With No Coast, Braid proves its 16-year wait was worth it

News   2024-11-27 11:17:36

For Champaign-Urbana’s Braid, the hardest part of breaking up was actually staying apart. During its initial six-year run that ended in 1999 (following the release of the masterful Frame & Canvas a year earlier) the band dropped a new single or split every few months, making it one of most prolific bands of emo’s second wave. It would also be one of the first of that scene to reunite, mending fences for a brief victory lap in 2004, a venture that would prove to be a holdover until its second, more permanent reunion in 2011, when it returned as a recording act with the four-song Closer To Closed EP.

Though it had its merits, Closer To Closed ultimately felt like a band attempting to find itself following a decade of silence. It would take a couple of years to settle into itself again, and it did so wonderfully on its split with Balance And Composure. Its two songs, “Lux” and “Many Enemies,” fell in line with its classic material, but signaled a new direction, one that is only furthered by the release of its fourth album, No Coast.

No Coast works because the band doesn’t attempt to turn back the clock, instead acknowledging just how much time has passed both through its lyrics and its matured musical approach. On No Coast the band appears older, and a little slower, but no less energized. Vocalists Bob Nanna and Chris Broach don’t attempt to pepper in the high-energy (and occasionally off-key) yelps of their youth, instead showing just how strong their voices have gotten in the interim.

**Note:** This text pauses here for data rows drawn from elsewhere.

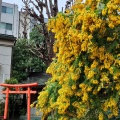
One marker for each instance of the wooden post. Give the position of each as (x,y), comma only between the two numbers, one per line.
(28,104)
(18,91)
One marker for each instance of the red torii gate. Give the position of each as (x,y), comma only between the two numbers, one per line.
(18,91)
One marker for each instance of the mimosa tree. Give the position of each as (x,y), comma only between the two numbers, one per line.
(86,69)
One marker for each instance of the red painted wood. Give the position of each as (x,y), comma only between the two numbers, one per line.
(19,85)
(18,90)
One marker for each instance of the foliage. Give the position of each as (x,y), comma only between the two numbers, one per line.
(86,69)
(24,61)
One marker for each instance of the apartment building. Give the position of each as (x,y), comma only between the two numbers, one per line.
(9,19)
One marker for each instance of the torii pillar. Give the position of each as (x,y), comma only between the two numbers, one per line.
(18,91)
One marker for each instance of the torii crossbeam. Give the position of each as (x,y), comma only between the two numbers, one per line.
(18,90)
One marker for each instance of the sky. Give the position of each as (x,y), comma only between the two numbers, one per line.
(61,3)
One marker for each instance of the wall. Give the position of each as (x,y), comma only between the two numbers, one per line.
(10,18)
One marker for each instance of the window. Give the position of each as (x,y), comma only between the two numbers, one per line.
(7,10)
(6,26)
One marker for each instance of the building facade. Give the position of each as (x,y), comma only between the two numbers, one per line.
(9,19)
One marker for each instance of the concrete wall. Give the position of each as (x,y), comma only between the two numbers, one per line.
(10,18)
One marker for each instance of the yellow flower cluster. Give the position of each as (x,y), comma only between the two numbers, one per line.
(87,61)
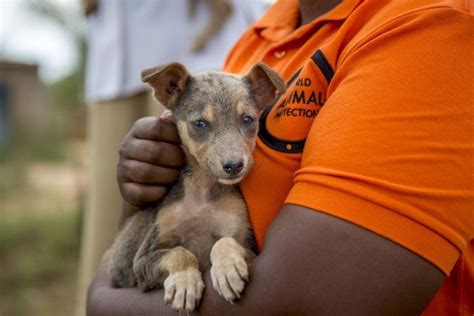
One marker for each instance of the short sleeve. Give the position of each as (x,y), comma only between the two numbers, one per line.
(392,148)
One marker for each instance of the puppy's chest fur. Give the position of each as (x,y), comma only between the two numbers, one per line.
(199,211)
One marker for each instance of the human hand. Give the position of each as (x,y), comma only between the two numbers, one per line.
(150,157)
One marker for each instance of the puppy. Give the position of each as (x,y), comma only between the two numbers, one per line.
(203,219)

As Nanna so often did with the Braid of old, he alternates between nearly hushed whispers and emphatic shouts, anchoring much of No Coast’s slower material, like the album’s title track. Yet Nanna proves he can still offer up rocking rallying cries, as “Put Some Wings On That Kid” has all the hallmarks of a long-lost track from one of the its many 7-inches. On the flip side, Broach finds himself pairing better with Nanna, no longer relegated to the energetic interjections in the songs his counterpart fronts (though “Damages!” does offer such a callback), and the songs he leads—such as the infinitely catchy “East End Hollows”—see him at his most self-assured.

Even though “Lux” and “Many Enemies” reappear here, they have added garnishes, proving that Braid hasn’t spent the last year resting on its laurels. Instead, it’s worked to make each song a fully formed maturation of what it was doing in its heyday. At a time when many bands are citing Braid as an influence, the band has popped back up, proving it’s not a reunion act, but that it remains a vital part of emo’s ongoing history. With No Coast Braid has changed, but it’s retained the identity it established all those years ago, making for a return that’s not only welcome, but one that’s wholly necessary.